Zola has been living amidst luxury and comfort brought by his fame and success, when Captain Alfred Dreyfus was accused of treason. He was (according to the movie) unconcerned with this issue at first, even rejecting Madame Dreyfus who visited his house to plea for his husband's rescue. During this visit, Madame Dreyfus told him that Colonel George's Picquart had a solid proof that the culprit was actually a Major Esterhazy. It was this proof that finally intrigued Zola into action. The movie also shows Dreyfus' humiliation in a public procession and his deplorable state during the solitary prison in the Devil's Island. Schildkraut's acting here really deserved the Oscars!
But I think the climax would be the court scene, where Zola gave his speech in front of the jury. It was followed with Zola's accused of libel, his flight to London, and ended with his death of carbon monoxide poisoning from the clogged chimney.
As I don't watch much old movies, I won't discuss much about its qualities. Instead, I'm focusing much to the movie accuracy (or inaccuracy) with the book. But first of all, I must say that I don't really like Paul Runi's portrayal of Zola. He made Zola looks like a fat lazy pompous bourgeois - which might have been true, I don't exactly know - but I failed to see any trace of intelligence and vigor of a passionate writer in Runi's appearance, which you could feel from his writings. No, I think Runi has totally failed to portray Zola.

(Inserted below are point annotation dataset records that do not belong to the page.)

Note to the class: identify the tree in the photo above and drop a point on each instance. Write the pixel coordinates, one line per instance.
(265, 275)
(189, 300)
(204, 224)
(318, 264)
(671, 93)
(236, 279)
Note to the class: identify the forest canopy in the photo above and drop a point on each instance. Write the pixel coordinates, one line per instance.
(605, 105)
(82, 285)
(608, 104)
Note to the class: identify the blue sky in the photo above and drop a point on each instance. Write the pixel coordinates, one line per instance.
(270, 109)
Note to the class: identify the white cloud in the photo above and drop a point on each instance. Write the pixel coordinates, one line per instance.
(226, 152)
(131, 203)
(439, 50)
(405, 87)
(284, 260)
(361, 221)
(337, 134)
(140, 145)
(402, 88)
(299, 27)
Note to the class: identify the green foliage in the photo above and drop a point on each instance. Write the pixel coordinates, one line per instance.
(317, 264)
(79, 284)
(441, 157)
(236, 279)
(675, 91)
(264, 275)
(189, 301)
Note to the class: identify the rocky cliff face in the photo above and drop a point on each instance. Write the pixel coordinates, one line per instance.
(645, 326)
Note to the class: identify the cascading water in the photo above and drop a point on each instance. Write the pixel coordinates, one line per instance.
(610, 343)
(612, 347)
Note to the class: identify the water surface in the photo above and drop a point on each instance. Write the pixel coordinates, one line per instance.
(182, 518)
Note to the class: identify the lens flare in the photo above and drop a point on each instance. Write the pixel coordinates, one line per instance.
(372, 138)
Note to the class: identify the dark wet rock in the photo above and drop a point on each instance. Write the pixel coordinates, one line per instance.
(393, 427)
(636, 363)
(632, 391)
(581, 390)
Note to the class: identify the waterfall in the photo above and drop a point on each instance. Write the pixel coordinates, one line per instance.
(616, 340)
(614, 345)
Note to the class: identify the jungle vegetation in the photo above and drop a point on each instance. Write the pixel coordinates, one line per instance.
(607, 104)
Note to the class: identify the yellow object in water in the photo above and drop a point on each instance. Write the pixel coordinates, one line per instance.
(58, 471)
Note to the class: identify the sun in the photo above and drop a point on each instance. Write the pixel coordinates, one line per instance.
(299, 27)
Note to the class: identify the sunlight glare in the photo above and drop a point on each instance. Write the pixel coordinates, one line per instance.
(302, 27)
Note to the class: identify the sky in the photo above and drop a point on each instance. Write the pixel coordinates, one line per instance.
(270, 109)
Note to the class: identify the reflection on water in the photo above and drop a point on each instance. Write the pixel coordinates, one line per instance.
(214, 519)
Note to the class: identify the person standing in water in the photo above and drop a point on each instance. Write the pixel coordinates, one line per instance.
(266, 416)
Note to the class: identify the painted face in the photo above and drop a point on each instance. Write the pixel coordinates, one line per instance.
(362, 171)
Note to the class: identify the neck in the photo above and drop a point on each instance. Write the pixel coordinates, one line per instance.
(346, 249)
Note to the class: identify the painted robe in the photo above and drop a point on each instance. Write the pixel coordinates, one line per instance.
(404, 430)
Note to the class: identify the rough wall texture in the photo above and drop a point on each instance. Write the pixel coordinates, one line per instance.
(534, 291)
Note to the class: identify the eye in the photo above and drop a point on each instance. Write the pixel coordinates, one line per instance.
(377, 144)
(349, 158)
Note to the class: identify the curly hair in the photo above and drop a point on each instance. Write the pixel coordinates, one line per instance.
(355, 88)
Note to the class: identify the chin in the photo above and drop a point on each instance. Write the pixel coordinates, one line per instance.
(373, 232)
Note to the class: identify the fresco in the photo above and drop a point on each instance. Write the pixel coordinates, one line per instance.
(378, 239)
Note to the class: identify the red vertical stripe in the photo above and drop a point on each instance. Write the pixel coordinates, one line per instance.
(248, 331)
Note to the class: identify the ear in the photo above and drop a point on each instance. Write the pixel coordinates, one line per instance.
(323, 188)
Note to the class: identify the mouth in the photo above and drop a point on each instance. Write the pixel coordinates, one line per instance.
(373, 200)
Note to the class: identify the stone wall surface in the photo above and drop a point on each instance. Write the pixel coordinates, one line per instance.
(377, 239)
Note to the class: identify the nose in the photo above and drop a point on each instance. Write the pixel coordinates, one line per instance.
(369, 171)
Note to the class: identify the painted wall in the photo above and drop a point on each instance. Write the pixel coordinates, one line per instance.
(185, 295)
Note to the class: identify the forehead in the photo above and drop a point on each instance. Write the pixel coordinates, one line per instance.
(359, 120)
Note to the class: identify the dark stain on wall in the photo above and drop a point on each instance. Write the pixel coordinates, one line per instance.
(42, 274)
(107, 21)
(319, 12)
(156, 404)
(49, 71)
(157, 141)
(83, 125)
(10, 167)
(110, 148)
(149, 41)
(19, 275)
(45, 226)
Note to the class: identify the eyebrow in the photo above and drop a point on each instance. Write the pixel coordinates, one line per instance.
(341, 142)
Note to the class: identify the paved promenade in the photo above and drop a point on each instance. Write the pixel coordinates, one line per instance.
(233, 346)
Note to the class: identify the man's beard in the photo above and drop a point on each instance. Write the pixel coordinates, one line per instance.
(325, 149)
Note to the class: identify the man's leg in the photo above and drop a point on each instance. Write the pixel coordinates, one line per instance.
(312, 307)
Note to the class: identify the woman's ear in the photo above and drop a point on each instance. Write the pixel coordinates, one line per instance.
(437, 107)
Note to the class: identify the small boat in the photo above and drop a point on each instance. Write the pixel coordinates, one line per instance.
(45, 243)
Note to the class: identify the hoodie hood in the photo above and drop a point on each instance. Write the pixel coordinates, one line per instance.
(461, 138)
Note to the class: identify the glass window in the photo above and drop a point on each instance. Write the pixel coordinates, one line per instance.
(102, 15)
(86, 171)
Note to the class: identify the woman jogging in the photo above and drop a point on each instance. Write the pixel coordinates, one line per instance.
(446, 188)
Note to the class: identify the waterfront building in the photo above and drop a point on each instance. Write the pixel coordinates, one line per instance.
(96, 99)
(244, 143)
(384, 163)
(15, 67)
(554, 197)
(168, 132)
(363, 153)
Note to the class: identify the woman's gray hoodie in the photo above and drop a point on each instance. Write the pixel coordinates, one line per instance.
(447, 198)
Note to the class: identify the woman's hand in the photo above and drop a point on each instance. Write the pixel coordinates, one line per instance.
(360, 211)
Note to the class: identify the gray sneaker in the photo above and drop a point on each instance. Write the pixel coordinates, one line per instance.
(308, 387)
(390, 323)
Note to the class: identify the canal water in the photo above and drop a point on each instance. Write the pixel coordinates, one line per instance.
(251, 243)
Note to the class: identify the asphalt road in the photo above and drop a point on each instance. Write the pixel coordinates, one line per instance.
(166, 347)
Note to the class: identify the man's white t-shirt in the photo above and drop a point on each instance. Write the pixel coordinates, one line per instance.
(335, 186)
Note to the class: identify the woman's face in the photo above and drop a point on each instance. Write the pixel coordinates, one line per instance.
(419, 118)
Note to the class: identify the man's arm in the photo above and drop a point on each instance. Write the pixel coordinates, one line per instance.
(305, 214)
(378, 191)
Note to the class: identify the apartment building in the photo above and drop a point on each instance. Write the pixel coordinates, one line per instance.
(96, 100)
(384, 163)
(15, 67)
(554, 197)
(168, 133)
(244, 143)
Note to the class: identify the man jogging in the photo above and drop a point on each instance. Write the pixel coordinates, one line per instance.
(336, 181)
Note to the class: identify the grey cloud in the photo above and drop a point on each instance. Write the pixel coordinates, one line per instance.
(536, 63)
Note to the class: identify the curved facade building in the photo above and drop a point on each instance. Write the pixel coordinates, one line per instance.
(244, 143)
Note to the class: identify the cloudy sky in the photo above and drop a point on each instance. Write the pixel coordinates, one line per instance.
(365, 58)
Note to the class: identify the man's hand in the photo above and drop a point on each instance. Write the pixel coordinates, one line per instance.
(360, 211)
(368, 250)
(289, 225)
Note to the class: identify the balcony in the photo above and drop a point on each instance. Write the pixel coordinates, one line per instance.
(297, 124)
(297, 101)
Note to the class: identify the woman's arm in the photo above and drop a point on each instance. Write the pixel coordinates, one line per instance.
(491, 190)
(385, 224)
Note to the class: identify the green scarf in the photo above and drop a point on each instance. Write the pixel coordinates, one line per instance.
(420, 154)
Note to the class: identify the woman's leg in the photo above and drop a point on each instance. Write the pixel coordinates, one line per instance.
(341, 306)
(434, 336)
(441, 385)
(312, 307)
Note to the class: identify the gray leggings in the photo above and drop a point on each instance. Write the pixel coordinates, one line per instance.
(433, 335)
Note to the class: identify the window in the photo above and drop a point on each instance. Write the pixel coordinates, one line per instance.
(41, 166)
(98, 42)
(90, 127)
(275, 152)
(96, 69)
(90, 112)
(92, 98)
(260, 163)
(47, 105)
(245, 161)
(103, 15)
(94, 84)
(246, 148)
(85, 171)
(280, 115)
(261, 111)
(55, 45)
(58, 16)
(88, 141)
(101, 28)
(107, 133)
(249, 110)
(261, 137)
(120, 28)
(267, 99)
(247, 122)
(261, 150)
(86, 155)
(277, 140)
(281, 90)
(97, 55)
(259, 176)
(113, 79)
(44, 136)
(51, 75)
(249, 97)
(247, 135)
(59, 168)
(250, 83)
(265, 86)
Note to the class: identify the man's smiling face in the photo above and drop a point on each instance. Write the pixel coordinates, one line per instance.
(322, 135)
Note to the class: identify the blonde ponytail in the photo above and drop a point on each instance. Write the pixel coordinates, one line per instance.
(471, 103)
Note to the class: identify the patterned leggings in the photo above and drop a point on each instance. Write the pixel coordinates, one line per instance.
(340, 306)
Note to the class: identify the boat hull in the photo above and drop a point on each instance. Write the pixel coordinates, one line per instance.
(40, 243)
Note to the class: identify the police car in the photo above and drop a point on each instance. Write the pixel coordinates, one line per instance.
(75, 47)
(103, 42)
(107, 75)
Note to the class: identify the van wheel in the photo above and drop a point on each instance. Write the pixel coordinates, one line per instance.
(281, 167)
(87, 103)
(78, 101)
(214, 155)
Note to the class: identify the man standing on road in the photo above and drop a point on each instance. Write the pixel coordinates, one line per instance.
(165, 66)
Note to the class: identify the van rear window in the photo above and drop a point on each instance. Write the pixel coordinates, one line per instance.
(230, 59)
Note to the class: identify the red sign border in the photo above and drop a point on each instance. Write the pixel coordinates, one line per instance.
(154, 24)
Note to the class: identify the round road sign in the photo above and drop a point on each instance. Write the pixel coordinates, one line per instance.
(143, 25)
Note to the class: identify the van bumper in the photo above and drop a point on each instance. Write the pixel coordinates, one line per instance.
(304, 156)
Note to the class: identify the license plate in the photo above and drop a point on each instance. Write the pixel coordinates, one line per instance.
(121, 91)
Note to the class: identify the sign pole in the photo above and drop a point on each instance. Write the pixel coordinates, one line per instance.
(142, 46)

I have mentioned before how Nana was described as Zola's first successful novel. This is not accurate, though, because it's actually L'Assommoir which have first brought fame and money to Zola. That is not the only inaccuracy in this biopic. You know, I assume, that Zola died of carbon monoxide poisoning from the clogged chimney in his bedroom. Though he died in his sleep, not in his study, which this movie indicated.
I was not too familiar with the details of Dreyfus Affair, but I'm quite sure it was Zola's friends who had persuaded him to take action concerning Dreyfus, and not Madam Dreyfus, who talked and pleaded with Zola at his house to help his husband. I think Zola took action not because he took personal pity on Dreyfus, but because he was disgusted at how French army has falsely accused its member in their anti-semitic sentiment.
There were some other minor inaccuracies, like the way Cézanne broke his friendship with Zola because Zola depicted him as the mad painter in The Masterpiece. In the movie, Cézanne *only* felt weary of Zola's wealth and fame, and chose to return home. Zola's flight to London to avoid prison isn't as frantic as it should be in reality. It looks like Zola's just taking a holiday with Alexandrine. And Jeanne didn't even exist here. But of these minor inaccuracies, I realize that it will be quite complicated to include all this into a movie. So, I'm not complaining. The fact that Zola's legacies were at least honored by this biopic (and the Oscars), with a hope that more people would read his books and learn about his life, is more than enough for me.